Getting started with 1Password for your growing team, or refining your setup? Our Secured Success quickstart guide is for you.
Forum Discussion
LoadLocalAuthV2 failed to credentialsDataFromBase64
Hello folks.
I've deployed a Connect Server and the connect-api is having the error:
{"log_message":"(E) Server: (unable to get credentials and initialize API, retrying in 30s), Wrapped: (fail...
Posting my findings in case anyone else stumbles upon the same error.

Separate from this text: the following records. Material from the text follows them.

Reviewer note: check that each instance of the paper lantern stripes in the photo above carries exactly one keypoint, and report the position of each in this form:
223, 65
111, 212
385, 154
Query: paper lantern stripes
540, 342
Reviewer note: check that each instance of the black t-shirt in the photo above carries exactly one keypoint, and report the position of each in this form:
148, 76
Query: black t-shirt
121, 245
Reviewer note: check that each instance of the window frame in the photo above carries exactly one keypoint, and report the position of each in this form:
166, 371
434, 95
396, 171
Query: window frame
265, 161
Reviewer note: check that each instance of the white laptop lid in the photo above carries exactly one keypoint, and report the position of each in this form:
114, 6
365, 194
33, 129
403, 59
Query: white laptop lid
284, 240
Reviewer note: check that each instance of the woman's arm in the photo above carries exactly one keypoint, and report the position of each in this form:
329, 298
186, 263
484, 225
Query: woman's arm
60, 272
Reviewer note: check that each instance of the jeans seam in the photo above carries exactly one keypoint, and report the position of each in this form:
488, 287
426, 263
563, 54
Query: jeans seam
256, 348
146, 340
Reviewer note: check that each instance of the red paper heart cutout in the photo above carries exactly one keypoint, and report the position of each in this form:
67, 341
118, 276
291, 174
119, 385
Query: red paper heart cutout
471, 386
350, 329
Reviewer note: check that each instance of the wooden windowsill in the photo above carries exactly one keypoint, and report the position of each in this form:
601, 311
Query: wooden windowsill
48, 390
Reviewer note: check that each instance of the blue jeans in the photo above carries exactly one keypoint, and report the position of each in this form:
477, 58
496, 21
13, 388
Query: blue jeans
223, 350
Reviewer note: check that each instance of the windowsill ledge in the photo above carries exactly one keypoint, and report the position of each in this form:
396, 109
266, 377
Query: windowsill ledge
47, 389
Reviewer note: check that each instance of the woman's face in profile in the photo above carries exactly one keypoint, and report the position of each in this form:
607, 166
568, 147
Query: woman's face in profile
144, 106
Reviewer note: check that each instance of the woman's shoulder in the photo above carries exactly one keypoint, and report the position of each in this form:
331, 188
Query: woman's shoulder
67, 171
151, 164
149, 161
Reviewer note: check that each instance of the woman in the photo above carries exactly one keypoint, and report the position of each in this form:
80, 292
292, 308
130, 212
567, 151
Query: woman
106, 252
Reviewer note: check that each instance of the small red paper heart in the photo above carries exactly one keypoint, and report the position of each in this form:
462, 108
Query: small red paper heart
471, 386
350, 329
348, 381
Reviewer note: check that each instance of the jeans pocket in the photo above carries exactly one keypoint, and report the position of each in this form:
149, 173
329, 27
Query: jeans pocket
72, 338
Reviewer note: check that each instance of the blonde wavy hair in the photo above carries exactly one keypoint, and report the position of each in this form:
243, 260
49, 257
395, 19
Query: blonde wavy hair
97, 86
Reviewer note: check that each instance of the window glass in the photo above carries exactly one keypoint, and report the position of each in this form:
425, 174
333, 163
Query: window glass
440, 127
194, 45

tl;dr the 1password-credentials.json file needs to be double base64 encoded in the secret data! 🤦🏻♂️
Context: I'm using ArgoCD to bootstrap my cluster, so I'm manually creating the secrets before deploying the Connect server. I can't use the --from-file argument since Argo is doing the Helm deployment, not me. The clue was in the https://github.com/1Password/connect-helm-charts/blob/main/charts/connect/templates/connect-credentials.yaml#L14 - specifically that the credentials content was being set as stringData, not data, and was being base64 encoded. From the https://kubernetes.io/docs/concepts/configuration/secret/#restriction-names-data, values from the stringData fields get base64 encoded into the data fields when the secret is created! Jackpot!
I'm struggling to figure out how to clarify this in the docs. I think what's causing the confusion is that the default secret key is 1password-credentials.json, but it's decoded contents are expected to be encoded JSON, not raw JSON. Would that be considered a bug or is that as designed?